Sometimes answers to prayer take a form different than we imagined. The Lord always knows better than us. "For my thoughts are not your thoughts, neither are your ways my ways, saith the Lord. For as the heavens are higher than the earth, so are my ways higher than your ways, and my thoughts than your thoughts" (Isaiah 55:8-9). If we pray to get this new job so that we will be able to better provide for our family, the bigger hope is really providing. Perhaps being turned down for this job allows us to interview for the second job (or third or eighth) that will fill our needs better than the first and beyond what we imagined. Garth Brooks sings a similar message: "Some of God's greatest gifts are unanswered prayers."
Thy Will Be Done
I am also beginning to see that there is a miracle of prayer that occurs when our prayers do not seem to be answered at all. The miracle occurs when our chronic illness continues, we fail the big test, we lose our home, or we never receive an answer to our questions. The miracle occurs when the one we've prayed for is going to die of cancer.
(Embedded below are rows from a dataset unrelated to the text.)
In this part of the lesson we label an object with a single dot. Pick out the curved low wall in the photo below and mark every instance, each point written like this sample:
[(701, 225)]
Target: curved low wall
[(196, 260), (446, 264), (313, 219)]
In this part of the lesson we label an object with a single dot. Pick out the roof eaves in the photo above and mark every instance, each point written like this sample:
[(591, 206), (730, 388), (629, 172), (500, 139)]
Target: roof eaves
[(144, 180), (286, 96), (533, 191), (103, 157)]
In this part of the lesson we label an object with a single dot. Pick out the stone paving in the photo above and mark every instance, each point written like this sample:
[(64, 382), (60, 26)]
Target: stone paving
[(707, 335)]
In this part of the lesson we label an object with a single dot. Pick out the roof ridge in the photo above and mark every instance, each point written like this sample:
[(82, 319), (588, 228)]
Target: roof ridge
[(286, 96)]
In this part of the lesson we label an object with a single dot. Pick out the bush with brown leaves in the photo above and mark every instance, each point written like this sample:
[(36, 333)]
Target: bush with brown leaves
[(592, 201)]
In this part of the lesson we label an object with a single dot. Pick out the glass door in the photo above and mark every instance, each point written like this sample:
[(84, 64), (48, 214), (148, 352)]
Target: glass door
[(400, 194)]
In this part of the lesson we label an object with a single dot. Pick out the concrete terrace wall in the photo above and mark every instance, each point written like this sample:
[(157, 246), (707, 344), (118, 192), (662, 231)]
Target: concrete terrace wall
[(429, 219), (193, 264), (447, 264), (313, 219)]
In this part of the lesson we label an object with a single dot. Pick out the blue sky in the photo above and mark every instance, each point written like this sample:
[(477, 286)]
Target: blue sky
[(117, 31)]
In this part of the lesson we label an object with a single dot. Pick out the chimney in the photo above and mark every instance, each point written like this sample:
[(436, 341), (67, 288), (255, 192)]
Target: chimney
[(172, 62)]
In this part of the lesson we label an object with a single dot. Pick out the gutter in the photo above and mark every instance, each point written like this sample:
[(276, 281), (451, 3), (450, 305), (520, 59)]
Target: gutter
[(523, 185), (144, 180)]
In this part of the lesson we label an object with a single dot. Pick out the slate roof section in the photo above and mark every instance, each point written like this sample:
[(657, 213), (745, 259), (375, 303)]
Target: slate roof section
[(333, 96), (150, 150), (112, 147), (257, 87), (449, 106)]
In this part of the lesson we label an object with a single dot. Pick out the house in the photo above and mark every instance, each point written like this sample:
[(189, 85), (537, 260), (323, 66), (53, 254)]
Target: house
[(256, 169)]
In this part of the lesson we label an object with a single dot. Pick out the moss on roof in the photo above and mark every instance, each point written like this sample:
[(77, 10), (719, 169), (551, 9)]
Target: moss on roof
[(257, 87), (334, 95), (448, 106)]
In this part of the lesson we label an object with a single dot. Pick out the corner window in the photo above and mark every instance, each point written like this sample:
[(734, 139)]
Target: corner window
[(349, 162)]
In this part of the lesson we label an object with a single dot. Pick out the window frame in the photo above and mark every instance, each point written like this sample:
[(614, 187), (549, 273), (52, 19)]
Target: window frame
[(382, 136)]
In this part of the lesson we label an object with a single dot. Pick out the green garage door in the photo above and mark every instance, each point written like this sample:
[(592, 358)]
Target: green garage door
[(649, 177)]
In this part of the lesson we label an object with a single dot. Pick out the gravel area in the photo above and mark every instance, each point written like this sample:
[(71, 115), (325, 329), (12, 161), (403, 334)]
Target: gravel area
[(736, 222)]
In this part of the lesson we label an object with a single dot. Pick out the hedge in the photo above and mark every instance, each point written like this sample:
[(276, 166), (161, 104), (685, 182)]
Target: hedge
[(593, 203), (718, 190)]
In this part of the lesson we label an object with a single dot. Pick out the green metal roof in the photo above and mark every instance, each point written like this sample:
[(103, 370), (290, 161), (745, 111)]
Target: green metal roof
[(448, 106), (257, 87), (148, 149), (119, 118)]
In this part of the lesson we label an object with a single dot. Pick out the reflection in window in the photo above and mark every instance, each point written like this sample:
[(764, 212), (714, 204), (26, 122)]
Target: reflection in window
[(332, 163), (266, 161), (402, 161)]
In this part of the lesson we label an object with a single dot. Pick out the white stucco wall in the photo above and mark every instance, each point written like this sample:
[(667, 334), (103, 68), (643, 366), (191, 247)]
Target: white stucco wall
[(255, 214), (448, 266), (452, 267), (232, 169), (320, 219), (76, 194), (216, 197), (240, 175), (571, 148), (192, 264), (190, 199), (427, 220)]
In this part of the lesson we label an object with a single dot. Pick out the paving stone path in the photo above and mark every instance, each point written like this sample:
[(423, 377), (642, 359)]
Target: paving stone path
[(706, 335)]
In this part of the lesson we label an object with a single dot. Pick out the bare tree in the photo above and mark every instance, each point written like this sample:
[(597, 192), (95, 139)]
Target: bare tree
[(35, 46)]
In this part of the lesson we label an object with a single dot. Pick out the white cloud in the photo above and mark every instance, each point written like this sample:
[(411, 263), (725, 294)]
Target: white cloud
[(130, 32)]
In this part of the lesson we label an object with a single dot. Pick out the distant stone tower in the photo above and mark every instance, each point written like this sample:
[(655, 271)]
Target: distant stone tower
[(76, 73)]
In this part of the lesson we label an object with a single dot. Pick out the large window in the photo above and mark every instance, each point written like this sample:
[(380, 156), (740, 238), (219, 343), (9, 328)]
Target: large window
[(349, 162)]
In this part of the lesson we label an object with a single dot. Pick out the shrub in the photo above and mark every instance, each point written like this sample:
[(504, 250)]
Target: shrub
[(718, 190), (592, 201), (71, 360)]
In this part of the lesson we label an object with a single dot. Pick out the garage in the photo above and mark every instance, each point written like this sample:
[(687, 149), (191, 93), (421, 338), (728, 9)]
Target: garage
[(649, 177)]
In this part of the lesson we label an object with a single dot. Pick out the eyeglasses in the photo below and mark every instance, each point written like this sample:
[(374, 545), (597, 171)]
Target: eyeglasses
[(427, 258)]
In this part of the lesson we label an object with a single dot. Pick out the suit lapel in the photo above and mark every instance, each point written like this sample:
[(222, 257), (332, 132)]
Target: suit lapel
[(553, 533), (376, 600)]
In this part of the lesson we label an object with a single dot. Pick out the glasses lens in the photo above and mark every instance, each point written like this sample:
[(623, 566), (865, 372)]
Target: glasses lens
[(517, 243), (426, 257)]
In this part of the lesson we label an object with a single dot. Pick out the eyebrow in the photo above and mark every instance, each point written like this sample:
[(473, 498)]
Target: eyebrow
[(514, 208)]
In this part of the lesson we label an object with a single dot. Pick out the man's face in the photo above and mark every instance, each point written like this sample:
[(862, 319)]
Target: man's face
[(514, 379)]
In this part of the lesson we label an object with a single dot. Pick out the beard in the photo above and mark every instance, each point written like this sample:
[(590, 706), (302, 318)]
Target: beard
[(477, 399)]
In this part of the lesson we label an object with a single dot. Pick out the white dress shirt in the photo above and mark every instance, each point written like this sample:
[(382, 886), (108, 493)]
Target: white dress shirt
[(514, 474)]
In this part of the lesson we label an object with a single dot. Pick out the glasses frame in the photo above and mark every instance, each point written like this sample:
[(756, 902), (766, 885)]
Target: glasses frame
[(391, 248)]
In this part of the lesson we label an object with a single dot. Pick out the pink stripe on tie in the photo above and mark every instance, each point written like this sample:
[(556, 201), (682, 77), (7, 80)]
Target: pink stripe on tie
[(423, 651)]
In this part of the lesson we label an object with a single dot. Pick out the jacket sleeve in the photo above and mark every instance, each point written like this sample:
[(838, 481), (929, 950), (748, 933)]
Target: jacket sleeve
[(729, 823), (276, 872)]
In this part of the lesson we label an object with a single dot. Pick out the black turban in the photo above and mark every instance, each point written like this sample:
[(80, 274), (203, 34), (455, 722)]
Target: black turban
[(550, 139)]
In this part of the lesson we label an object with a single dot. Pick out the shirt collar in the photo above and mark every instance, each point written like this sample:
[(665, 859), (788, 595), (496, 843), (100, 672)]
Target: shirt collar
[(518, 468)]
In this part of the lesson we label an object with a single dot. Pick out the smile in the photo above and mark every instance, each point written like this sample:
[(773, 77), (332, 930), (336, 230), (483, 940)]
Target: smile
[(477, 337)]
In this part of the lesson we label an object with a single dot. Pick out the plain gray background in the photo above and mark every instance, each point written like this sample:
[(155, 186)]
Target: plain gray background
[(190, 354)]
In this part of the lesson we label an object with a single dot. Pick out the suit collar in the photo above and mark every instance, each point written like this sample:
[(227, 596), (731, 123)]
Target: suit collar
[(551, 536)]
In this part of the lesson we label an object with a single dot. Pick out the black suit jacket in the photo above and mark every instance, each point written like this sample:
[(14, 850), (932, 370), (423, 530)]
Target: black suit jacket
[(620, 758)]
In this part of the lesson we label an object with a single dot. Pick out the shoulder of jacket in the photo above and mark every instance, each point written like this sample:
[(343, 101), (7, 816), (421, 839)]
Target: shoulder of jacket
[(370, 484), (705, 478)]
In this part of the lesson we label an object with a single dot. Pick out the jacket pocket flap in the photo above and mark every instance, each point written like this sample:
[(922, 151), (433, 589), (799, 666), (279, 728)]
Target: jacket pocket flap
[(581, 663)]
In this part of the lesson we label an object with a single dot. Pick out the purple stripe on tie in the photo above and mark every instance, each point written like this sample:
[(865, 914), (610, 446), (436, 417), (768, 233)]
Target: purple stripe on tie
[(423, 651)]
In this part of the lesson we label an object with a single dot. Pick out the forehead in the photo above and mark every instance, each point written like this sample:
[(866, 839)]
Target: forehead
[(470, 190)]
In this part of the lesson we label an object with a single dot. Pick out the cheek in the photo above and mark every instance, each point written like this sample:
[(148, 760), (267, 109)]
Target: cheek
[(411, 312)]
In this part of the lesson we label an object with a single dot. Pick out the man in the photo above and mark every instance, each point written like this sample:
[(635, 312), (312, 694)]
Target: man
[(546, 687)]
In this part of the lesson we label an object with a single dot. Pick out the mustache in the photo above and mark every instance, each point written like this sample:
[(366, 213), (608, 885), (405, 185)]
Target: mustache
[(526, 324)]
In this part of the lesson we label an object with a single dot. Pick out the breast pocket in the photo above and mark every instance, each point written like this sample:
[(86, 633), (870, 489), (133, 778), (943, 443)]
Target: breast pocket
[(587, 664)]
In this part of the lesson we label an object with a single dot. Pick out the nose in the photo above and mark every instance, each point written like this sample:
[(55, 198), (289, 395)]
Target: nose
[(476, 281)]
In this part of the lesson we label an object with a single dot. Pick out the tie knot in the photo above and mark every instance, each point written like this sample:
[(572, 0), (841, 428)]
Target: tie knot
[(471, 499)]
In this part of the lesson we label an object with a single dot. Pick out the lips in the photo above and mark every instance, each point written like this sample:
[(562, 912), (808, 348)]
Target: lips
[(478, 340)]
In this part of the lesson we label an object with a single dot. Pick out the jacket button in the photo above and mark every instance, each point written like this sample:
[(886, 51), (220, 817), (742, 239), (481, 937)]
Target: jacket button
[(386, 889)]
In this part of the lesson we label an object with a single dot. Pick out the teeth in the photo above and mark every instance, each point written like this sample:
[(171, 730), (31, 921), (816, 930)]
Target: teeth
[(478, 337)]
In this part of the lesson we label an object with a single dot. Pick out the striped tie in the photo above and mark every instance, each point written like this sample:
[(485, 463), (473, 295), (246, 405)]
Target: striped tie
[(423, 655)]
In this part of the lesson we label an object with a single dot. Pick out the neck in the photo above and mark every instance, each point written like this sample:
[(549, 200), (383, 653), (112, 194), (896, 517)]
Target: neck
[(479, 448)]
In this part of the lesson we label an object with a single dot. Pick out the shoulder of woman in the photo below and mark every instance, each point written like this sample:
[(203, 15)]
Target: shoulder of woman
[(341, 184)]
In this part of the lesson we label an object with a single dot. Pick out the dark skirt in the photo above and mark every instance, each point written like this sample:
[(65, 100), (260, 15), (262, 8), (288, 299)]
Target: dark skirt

The miracle of prayer is much bigger than homes, jobs, or even health. The true miracle of prayer happens in our hearts.
True prayer is fervent communication with an actual being. It feels like we are talking to our closest friend, because we are. We empty our load and seek guidance. Prayer is the perfect, Divine equivalent of counseling. We pour out our hearts in gratitude and pleading. As we pour our hearts out in prayer, it allows the Lord to fill them up. A heart filled by God is a heart at peace.
We will notice the miracle of prayer become even stronger and more evident in our lives when we pray as the Savior did, when we can say with all sincerity, "Thy will be done." The miracle of prayer will increase when we start believing that God really does love us and that He really can help us be happier than we can be on our own.
We do not pray in order to change God's mind. We pray in order to allow God to change our hearts.
"But Son, the Prayer Did Work."
Our friend passed away peacefully last week, and we were able to attend his memorial. At the end of the services, my friend, now a widow, stood to share her message. Through tears she said, "My husband would want me to tell you that there were miracles and prayers were answered."
If we were to go back and my son asked his question again, I believe I would start my answer with, "But Son, the prayer did work."
There is a power in prayer. I invite each of us, no matter how long it has been or even if we never have before, to open our hearts to the Lord in prayer. He will answer.